Big box retail chain Target will be making “modifications” to its Pride Month collection in a bid to defuse the controversy over its transgender merchandise.
Target suffered a 5.4% decline in quarterly same-store sales, its first decline in six years, and cut its sales and earnings guidance for the full year after a backlash surrounding its assortment of over 2,000 LGBTQ-related products found offensive by certain consumers.
Now Target’s management wants to be a lot more selective when it comes to its next Pride Month collection. While this will also apply to other merchandise designed to celebrate Americans of various backgrounds and minorities, only the LGBTQ items have triggered widespread controversy.
“We’ll have a slightly more focused assortment and will evolve our store and digital presentations,” said chief growth officer Christina Hennington in comments to the media reported by Yahoo Finance on Wednesday. “We’re going to reconsider the mix of our own national brands with our external partners. And so … you’ll see us celebrate these heritage moments but with these modifications.”
The transgender debate has been at the center of America’s culture war, whether it be beer drinkers abandoning Bud Light in droves over the latter’s attempt to shed its “fratty” image through a Dylan Mulvaney promotion, or trans activists demanding consumers boycott a Harry Potter video game.
Tesla CEO Elon Musk—who himself has an estranged child that identifies as transgender—has used his $44 billion social media platform to amplify anti-trans messages, prompting the resignation of key staff during Pride Month.
Sales and traffic see ‘meaningful recovery’

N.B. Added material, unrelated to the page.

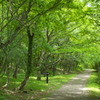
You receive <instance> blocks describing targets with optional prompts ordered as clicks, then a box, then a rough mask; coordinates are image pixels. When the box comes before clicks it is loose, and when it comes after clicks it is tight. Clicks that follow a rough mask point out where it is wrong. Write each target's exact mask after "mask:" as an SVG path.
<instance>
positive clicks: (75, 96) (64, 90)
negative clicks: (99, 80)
mask: <svg viewBox="0 0 100 100" xmlns="http://www.w3.org/2000/svg"><path fill="white" fill-rule="evenodd" d="M91 72H92V70H91V69H87V70H86V71H84V72H83V73H81V74H79V75H77V76H76V77H74V78H73V79H72V80H71V81H69V82H68V83H66V84H65V85H63V86H62V87H61V88H59V89H58V90H57V91H55V92H54V93H53V94H52V95H51V96H50V97H49V98H42V99H41V100H95V99H93V98H90V96H89V91H88V89H87V88H86V82H87V80H88V78H89V77H90V75H91Z"/></svg>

The controversy over Target’s collection, which included so-called “tuck-friendly” bathing suits designed to conceal male genitalia, triggered a scare among the retailer’s workforce.

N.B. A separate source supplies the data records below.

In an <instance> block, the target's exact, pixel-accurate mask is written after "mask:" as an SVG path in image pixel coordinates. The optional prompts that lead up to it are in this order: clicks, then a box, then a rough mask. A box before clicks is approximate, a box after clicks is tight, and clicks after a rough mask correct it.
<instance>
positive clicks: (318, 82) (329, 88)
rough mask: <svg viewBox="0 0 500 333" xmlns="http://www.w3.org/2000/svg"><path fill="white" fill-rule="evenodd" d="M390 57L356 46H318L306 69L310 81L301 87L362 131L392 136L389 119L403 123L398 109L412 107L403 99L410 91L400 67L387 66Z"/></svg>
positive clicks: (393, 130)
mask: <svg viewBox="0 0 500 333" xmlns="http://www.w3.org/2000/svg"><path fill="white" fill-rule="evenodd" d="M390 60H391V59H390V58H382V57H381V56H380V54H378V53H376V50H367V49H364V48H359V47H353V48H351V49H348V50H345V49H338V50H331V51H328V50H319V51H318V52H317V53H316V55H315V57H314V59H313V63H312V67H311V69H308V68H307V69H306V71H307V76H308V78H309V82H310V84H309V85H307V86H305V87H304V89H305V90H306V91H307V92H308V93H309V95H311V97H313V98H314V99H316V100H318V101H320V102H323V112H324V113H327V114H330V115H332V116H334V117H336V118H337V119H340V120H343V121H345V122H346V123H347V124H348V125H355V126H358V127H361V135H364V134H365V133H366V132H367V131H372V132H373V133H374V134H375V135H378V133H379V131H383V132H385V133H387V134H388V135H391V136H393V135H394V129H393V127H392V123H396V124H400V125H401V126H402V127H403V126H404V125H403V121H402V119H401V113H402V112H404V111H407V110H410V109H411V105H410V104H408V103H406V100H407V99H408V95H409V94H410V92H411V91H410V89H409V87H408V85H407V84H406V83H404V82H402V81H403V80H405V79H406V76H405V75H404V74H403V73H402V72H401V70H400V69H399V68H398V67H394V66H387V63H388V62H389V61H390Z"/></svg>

Many experienced a wave of threats from Target’s own customers and felt their own personal safety was at risk.
“To protect the team in the face of these threatening circumstances, we quickly made changes, including the removal of items that were at the center of the most significant confrontational behavior,” said CEO Brian Cornell during a call with investors on Wednesday.
Foot traffic and sales at the retailer subsequently saw “meaningful recovery” in July after tailing off markedly in the latter half of May, when its Pride Month collection was launched.
LGBTQ designer Erik Carnell, whose products were removed from all of Target’s stores, has criticized the retailer for never reaching out to him to inquire about his health despite receiving death threats.
He argued management’s behavior set a precedent that companies could be pressured into abandoning the community.
“It’s completely fine to profit off of us, to stick with the rainbow capitalism and to focus on the pink dollar,” he told Reuters at the end of May. “But the second it gets hard, if you’re gonna jump ship, that’s a very dangerous thing to tell people.”
When probed on Wednesday’s investor call on his strategy going forward for winning over inclusive customers, particularly those among the LGBTQ community, Cornell emphasized instead the importance of giving “all families” a place to recharge while shopping for their everyday needs.
“We want to make sure Target is that happy place for all of our guests,” the CEO said.